Gennaro Elena, Veggiotti Pierangelo, Malacarne Michele, Madia Francesca, Cecconi Massimiliano, Cardinali Simonetta, Cassetti Alessandra, Cecconi Ilaria, Bertini Enrico, Bianchi Amedeo, Gobbi Giuseppe, Zara Federico
Laboratory of Human Genetics, E.O. Galliera Hospital, Genova, Italy.
Epileptic Disord. 2003 Mar;5(1):21-5.
Severe myoclonic epilepsy of infancy (SMEI) or Dravet syndrome has been long suspected of having a genetic origin. Recently, mutations in SCN1A and GABRG2 have been described in SMEI patients. The sporadic nature of the SMEI syndrome and the occurrence of SCN1A and GABRG2 mutations in a mild familial phenotype, termed generalized epilepsy with febrile seizure plus complicates genotype-phenotype correlations. In order to further investigate the role of SCN1A and GABRG2 in the pathogenesis of SMEI we have screened for mutations three families with at least two members affected by Dravet syndrome.
Clinical criteria followed the international classification of epileptic syndromes. Mutational screening of SCN1A and GABRG2 genes was performed by denaturing high performance liquid chromatography (DHPLC) and direct sequencing of DNA fragments showing a variant chromatogram.
Thirty-eight fragments spanning 26 exons of SCN1A and nine exons of GABRG2 were analysed in three probands. Five variant chromatograms were identified; four corresponded to known polymorphisms, one to a novel dinucleotide insertion on exon 26 of SCN1A. The mutation leads to a frameshift and a premature stop codon at amino acid 1 779 of the protein. The mutation was present in the affected sibling and was inherited from the mother who had experienced a single febrile seizure in childhood.
Among three families analysed, a single family was mutant for SCN1A. Our study suggests that the syndrome is genetically heterogeneous. The variable expressivity we observed for the c5240insAA mutation suggests that other factors are needed for the development of the full SMEI phenotype.

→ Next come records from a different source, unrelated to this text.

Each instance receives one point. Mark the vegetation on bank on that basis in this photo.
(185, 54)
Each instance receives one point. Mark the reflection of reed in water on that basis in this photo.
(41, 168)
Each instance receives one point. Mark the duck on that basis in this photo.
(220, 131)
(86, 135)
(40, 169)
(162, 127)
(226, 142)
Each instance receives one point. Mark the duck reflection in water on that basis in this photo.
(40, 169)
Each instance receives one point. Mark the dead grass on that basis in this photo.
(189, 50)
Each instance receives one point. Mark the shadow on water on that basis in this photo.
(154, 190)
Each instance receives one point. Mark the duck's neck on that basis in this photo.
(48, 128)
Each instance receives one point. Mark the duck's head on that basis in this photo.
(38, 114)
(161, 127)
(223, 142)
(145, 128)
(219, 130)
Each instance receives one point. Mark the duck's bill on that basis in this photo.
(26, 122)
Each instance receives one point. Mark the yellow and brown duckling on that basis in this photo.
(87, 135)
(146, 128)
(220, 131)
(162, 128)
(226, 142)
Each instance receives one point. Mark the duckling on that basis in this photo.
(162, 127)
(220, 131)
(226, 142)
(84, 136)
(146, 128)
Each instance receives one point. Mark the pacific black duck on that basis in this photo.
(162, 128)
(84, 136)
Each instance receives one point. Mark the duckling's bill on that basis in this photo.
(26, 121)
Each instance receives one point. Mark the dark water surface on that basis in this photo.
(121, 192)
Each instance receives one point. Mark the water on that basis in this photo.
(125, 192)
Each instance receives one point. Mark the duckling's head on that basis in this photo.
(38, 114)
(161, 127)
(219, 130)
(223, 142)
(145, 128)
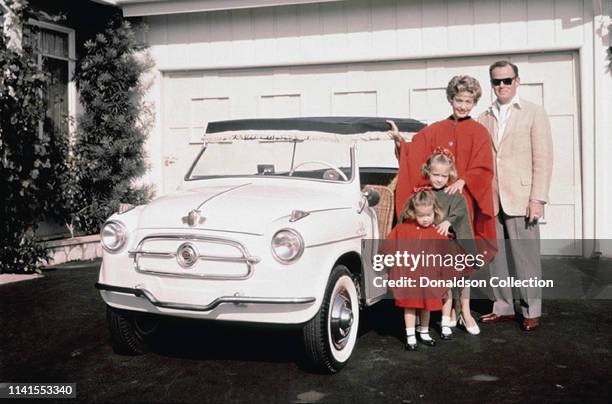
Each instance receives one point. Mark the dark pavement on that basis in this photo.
(53, 329)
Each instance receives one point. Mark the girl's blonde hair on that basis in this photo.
(422, 197)
(441, 156)
(463, 83)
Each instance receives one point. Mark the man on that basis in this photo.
(523, 156)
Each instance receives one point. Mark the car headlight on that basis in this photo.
(287, 246)
(113, 236)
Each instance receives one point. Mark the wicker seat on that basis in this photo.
(384, 209)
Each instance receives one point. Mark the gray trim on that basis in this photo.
(223, 192)
(336, 241)
(143, 293)
(204, 229)
(245, 257)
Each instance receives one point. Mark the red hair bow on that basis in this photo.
(422, 188)
(445, 152)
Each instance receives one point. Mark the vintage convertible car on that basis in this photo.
(267, 227)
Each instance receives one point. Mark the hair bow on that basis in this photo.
(445, 152)
(422, 188)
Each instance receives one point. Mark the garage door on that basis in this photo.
(413, 89)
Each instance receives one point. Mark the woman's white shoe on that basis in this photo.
(473, 330)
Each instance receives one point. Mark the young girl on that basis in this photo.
(440, 170)
(421, 211)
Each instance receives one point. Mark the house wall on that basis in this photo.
(384, 30)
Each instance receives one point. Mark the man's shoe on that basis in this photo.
(494, 318)
(530, 324)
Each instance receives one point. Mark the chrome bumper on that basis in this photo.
(139, 292)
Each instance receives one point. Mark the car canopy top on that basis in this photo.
(335, 125)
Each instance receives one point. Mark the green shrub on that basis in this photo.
(108, 153)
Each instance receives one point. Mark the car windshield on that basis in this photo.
(286, 157)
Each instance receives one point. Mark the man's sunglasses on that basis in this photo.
(507, 81)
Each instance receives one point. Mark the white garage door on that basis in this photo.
(413, 89)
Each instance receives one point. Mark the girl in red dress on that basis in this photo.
(472, 147)
(418, 232)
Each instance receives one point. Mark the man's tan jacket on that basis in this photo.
(523, 158)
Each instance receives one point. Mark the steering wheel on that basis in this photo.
(325, 163)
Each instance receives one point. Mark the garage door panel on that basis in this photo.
(415, 89)
(563, 184)
(426, 105)
(280, 106)
(556, 226)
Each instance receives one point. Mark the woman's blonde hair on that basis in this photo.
(441, 156)
(422, 198)
(463, 83)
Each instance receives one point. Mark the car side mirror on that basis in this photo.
(369, 198)
(372, 196)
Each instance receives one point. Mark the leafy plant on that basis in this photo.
(25, 153)
(108, 153)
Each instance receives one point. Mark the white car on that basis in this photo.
(267, 227)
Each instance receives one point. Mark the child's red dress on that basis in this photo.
(417, 240)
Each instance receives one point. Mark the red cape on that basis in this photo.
(471, 145)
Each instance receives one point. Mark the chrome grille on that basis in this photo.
(166, 246)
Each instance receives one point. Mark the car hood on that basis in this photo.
(245, 207)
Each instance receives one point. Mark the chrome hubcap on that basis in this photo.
(341, 318)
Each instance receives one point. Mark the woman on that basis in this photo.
(471, 145)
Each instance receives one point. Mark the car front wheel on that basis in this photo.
(130, 332)
(331, 335)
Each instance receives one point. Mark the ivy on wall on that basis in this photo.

婴儿严重肌阵挛癫痫(SMEI)或德雷维特综合征长期以来一直被怀疑有遗传起源。最近,在SMEI患者中发现了SCN1A和GABRG2基因的突变。SMEI综合征的散发性以及SCN1A和GABRG2突变在一种轻度家族性表型(称为伴有热性惊厥附加症的全身性癫痫)中的出现,使基因型 - 表型相关性变得复杂。为了进一步研究SCN1A和GABRG2在SMEI发病机制中的作用,我们对三个至少有两名成员受德雷维特综合征影响的家庭进行了突变筛查。
临床标准遵循国际癫痫综合征分类。通过变性高效液相色谱(DHPLC)和对显示变异色谱图的DNA片段进行直接测序,对SCN1A和GABRG2基因进行突变筛查。
在三个先证者中分析了跨越SCN1A的26个外显子和GABRG2的9个外显子的38个片段。鉴定出五个变异色谱图;四个对应已知多态性,一个对应SCN1A外显子26上的一个新的二核苷酸插入。该突变导致移码并在蛋白质的第1779位氨基酸处产生过早的终止密码子。该突变存在于患病的同胞中,并遗传自童年时曾经历过一次热性惊厥的母亲。
在分析的三个家庭中,只有一个家庭的SCN1A发生了突变。我们的研究表明该综合征在遗传上是异质性的。我们观察到的c5240insAA突变的可变表达性表明,完整的SMEI表型的发展还需要其他因素。